Notificada deste despacho, M... veio requerer a abertura de instrução, o que foi deferido. Concluída a instrução, foi proferido um despacho que não pronunciou o arguido e determinou o 'oportuno arquivamento dos autos'. Seguidamente, proferiu um despacho sobre a questão da condenação do assistente em taxa de justiça no termo da instrução, do seguinte teor:
'O artº 83º n.º2 do C.C.J. impunha a condenação do assistente em taxa de justiça no final da instrução. Contudo, por se entender este Art. inconstitucional não se aplicará. Com efeito, a condenação que pode ir até 10 Ucs. da assistente ou do assistente que requereu a instrução e não obteve vencimento de causa contrasta flagrantemente e em violação do princípio da igualdade com a inexistência de qualquer condenação em taxa de justiça no final da instrução requerida pelo arguido. O assistente, tal como o arguido, que requerem a abertura de instrução têm de pagar o preparo do artigo 83º, n.º1 do CCJ. Acontece, porém, que se o arguido não for pronunciado por todos ou alguns dos crimes constantes do requerimento do assistente, o assistente é condenado na taxa prevista no artigo 515º, n.º1, al. a) do CPP e no artigo 85º, n.º3, al. e) do novo CCJ. Mas mais: para alguns, essa taxa nada tem a ver com a fixada no artigo 83º, n.º2 do CCJ e é com ela cumulável, pelo que o assistente teria de suportar ambas (assim, Salvador da Costa, Código das Custas Judiciais, 1977, p.281 e 282)! Ou seja, a sanção do assistente no caso de não pronúncia (parcial ou total) podia elevar-se a 15 Ucs, isto é, 210.000$00, e o arguido, no caso de pronuncia, não seria pura e simplesmente tributado! Tão gritante discriminação vai totalmente ao arrepio da filosofia do Código de Processo Penal, que atribui relevo especial à figura da vítima e ao exercício dos seus direitos no processo e não é minimamente justificada aos olhos da nova lei de custas movida pelo 'princípio da causalidade', isto é, as custas devem ser suportadas por quem ficou vencido na lide', como consagra o preâmbulo do novo CCJ.'
3. - É desta decisão que vem interposto pelo Ministério Público o presente recurso obrigatório de constitucionalidade, para apreciar a conformidade à Lei Fundamental do artigo 83º, n.º2 do Código das Custas Judiciais (CCJ).

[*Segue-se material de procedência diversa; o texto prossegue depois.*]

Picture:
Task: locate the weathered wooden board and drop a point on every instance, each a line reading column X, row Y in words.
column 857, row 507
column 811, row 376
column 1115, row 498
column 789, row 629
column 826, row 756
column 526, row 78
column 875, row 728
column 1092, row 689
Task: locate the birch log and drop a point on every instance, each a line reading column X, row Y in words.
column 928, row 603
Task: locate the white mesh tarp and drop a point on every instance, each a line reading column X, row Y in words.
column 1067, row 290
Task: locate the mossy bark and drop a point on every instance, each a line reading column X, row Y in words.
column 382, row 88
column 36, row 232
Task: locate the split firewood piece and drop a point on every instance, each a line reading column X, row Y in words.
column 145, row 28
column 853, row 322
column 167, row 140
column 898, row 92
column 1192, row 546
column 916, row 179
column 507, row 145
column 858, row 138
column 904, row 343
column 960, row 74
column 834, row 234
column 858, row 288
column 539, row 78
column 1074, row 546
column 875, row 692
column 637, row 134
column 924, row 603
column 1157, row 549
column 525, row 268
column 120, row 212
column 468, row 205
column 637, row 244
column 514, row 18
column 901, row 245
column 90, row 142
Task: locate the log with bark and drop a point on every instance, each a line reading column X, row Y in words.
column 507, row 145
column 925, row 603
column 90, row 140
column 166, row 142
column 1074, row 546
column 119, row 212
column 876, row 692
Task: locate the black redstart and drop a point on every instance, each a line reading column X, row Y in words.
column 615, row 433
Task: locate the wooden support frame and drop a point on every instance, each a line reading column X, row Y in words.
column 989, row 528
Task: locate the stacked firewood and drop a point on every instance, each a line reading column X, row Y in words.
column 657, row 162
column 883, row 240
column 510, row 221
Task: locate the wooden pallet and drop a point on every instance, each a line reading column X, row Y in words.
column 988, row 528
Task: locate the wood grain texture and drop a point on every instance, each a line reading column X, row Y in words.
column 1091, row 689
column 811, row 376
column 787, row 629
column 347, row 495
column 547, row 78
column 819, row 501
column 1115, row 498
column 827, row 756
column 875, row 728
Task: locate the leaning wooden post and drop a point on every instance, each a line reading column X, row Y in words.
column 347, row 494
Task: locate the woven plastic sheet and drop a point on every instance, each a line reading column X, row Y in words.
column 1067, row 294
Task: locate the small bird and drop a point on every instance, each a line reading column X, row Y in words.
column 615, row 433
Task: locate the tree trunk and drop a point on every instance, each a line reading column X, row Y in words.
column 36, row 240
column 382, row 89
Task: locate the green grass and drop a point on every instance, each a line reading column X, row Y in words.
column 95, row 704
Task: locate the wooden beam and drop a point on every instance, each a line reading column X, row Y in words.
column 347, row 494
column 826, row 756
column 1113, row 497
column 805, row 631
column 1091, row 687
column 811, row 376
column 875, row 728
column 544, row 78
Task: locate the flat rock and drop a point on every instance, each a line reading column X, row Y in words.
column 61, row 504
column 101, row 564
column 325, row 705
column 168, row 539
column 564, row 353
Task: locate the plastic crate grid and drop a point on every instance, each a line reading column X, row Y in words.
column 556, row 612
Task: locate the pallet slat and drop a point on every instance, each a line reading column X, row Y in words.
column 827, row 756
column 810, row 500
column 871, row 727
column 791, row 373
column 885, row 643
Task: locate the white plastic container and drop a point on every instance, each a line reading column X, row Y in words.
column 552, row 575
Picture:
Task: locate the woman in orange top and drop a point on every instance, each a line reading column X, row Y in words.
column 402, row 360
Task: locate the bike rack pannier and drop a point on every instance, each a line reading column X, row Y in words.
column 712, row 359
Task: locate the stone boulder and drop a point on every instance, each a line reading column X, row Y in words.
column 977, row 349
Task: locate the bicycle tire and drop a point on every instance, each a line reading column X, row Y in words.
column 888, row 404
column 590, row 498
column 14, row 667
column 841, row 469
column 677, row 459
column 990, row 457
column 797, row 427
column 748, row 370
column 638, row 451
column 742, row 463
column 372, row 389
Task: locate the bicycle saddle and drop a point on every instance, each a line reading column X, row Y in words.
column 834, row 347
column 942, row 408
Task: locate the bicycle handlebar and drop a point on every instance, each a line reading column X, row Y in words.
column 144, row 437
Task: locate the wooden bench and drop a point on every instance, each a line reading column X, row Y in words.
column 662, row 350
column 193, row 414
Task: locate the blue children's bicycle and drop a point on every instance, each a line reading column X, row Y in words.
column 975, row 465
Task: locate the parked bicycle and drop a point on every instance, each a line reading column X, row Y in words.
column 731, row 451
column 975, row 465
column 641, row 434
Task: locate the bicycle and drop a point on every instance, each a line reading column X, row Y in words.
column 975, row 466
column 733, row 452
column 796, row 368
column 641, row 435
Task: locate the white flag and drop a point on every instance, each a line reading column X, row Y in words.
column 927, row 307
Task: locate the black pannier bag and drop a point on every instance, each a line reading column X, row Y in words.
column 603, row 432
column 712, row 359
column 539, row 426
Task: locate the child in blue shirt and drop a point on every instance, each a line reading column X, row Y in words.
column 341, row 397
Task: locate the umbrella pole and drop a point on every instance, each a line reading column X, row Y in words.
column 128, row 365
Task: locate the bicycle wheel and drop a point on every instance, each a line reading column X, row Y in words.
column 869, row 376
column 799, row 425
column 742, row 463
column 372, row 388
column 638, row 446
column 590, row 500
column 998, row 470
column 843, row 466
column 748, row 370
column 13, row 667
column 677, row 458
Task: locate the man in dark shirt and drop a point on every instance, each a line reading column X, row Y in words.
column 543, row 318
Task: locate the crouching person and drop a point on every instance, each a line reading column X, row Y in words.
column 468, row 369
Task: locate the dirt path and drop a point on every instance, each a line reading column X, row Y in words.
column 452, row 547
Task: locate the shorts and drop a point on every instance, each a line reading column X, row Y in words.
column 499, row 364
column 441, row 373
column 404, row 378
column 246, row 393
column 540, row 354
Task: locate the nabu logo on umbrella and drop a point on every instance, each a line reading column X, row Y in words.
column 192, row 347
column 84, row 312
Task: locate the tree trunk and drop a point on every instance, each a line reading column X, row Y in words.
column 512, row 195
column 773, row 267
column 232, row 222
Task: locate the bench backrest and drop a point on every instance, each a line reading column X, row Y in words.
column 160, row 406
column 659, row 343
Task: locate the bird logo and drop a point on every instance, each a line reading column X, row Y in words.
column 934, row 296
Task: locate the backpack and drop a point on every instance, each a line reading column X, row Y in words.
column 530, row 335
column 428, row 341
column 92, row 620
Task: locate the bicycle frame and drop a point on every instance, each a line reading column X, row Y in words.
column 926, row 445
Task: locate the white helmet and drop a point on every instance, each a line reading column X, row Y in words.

Neste Tribunal apenas alegou o Ministério Público, que concluiu as suas alegações pela forma seguinte:
'1º - Por força do princípio constitucional das garantias de defesa, não vigora no domínio do processo penal um princípio de estrita e formal parificação de todos os sujeitos processuais, que permita formular um juízo de inconstitucionalidade, com base na violação do princípio da igualdade, relativamente a todos os regimes adjectivos que comportem um tratamento diferenciado (e aparentemente mais favorável) para o arguido.
2º - Não viola os princípios da igualdade e da proporcionalidade a interpretação normativa do n.º2 do artigo 83º do Código das Custas Judiciais que se traduz em
– subsumindo a tal norma a dedução pelo assistente do requerimento de abertura de instrução – lhe cominar o pagamento da taxa de justiça devida por tal fase processual, sempre que o arguido não venha a ser pronunciado – e podendo o juiz adequar, em termos de proporcionalidade, o montante das custas por aquele devidas.'
Dispensados os vistos, cumpre apreciar e decidir.
II – FUNDAMENTOS:
4. – A questão de constitucionalidade que vem suscitada no presente recurso assenta na recusa de aplicação da norma do artigo 83º, n.º2 do Código das Custas Judiciais (CCJ) que impõe ao assistente que requereu a abertura de instrução e vem a decair nesse pedido (pela não pronúncia do arguido) o pagamento de uma taxa de justiça pelo decaimento.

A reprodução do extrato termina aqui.